FUTON: Fourier Tensor Network for Implicit Neural Representations
This addresses the problem of inefficient and noisy signal encoding in implicit neural representations for applications like image processing, though it is incremental as it builds on existing INR frameworks with a novel hybrid approach.
The paper tackles the slow convergence, overfitting, and poor extrapolation of MLP-based implicit neural representations (INRs) by introducing FUTON, a Fourier tensor network that models signals as generalized Fourier series with low-rank tensor decomposition, resulting in outperforming state-of-the-art MLP-based INRs on image and volume representation while training 2–5 times faster.
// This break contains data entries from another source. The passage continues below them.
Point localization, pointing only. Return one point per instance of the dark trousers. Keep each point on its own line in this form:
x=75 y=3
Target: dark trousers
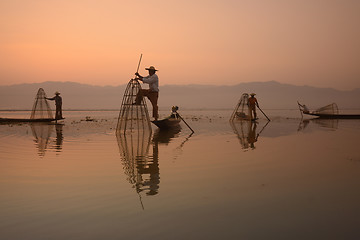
x=152 y=96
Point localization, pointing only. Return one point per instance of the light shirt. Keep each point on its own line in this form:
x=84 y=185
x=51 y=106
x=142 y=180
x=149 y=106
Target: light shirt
x=153 y=82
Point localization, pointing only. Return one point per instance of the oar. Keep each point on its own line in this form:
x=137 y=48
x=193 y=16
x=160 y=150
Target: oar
x=264 y=113
x=137 y=70
x=184 y=122
x=139 y=63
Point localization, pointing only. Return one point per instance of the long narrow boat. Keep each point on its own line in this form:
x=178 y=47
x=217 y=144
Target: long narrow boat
x=173 y=121
x=334 y=116
x=330 y=111
x=24 y=120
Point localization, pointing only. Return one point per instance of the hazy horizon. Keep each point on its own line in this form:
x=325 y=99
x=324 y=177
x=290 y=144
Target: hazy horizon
x=197 y=42
x=189 y=84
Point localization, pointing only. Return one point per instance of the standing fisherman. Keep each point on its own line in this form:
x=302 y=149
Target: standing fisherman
x=253 y=103
x=58 y=104
x=152 y=93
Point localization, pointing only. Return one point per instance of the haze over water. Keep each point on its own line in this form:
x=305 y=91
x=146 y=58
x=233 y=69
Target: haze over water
x=297 y=180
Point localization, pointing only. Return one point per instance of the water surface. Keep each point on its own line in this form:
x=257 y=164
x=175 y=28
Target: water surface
x=284 y=179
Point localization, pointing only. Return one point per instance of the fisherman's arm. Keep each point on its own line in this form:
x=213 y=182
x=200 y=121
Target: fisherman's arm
x=139 y=76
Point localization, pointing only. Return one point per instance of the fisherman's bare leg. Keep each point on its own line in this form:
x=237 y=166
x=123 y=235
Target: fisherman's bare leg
x=139 y=96
x=153 y=97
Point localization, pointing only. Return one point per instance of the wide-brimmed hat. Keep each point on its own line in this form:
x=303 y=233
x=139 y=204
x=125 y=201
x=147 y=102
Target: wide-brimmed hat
x=151 y=68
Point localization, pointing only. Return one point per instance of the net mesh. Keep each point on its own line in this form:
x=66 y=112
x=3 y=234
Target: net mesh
x=328 y=109
x=41 y=108
x=133 y=118
x=242 y=110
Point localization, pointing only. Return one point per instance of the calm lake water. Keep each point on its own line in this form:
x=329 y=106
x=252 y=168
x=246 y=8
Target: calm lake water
x=284 y=179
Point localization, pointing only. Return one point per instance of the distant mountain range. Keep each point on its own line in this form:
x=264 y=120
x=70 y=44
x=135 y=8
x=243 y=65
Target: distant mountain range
x=271 y=95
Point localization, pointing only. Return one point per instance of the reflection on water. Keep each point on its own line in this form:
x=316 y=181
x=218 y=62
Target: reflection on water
x=59 y=137
x=331 y=124
x=246 y=132
x=42 y=133
x=141 y=165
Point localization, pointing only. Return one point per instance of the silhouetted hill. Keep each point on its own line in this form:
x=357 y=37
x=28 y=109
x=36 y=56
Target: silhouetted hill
x=271 y=95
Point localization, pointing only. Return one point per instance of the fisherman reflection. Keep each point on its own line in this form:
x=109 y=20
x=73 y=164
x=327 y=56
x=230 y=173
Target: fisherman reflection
x=246 y=132
x=252 y=136
x=150 y=172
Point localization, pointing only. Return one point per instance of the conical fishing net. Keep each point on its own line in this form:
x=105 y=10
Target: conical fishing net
x=242 y=110
x=133 y=118
x=41 y=108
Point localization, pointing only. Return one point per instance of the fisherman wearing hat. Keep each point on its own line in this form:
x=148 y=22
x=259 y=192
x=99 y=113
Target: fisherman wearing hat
x=253 y=103
x=58 y=104
x=152 y=93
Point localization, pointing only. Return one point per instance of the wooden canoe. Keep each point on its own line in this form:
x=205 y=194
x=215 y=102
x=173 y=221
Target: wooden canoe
x=173 y=121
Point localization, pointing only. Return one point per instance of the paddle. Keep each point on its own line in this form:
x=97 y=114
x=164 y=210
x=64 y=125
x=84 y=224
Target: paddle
x=264 y=113
x=137 y=70
x=184 y=122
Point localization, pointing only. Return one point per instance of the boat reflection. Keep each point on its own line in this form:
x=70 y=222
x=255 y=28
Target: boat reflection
x=327 y=124
x=246 y=132
x=59 y=137
x=42 y=134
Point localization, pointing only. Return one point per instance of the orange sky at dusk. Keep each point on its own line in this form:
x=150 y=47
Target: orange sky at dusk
x=222 y=42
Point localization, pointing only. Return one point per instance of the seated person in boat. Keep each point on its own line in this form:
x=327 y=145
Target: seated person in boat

Implicit neural representations (INRs) have emerged as powerful tools for encoding signals, yet dominant MLP-based designs often suffer from slow convergence, overfitting to noise, and poor extrapolation. We introduce FUTON (Fourier Tensor Network), which models signals as generalized Fourier series whose coefficients are parameterized by a low-rank tensor decomposition. FUTON implicitly expresses signals as weighted combinations of orthonormal, separable basis functions, combining complementary inductive biases: Fourier bases capture smoothness and periodicity, while the low-rank parameterization enforces low-dimensional spectral structure. We provide theoretical guarantees through a universal approximation theorem and derive an inference algorithm with complexity linear in the spectral resolution and the input dimension. On image and volume representation, FUTON consistently outperforms state-of-the-art MLP-based INRs while training 2--5$\times$ faster. On inverse problems such as image denoising and super-resolution, FUTON generalizes better and converges faster.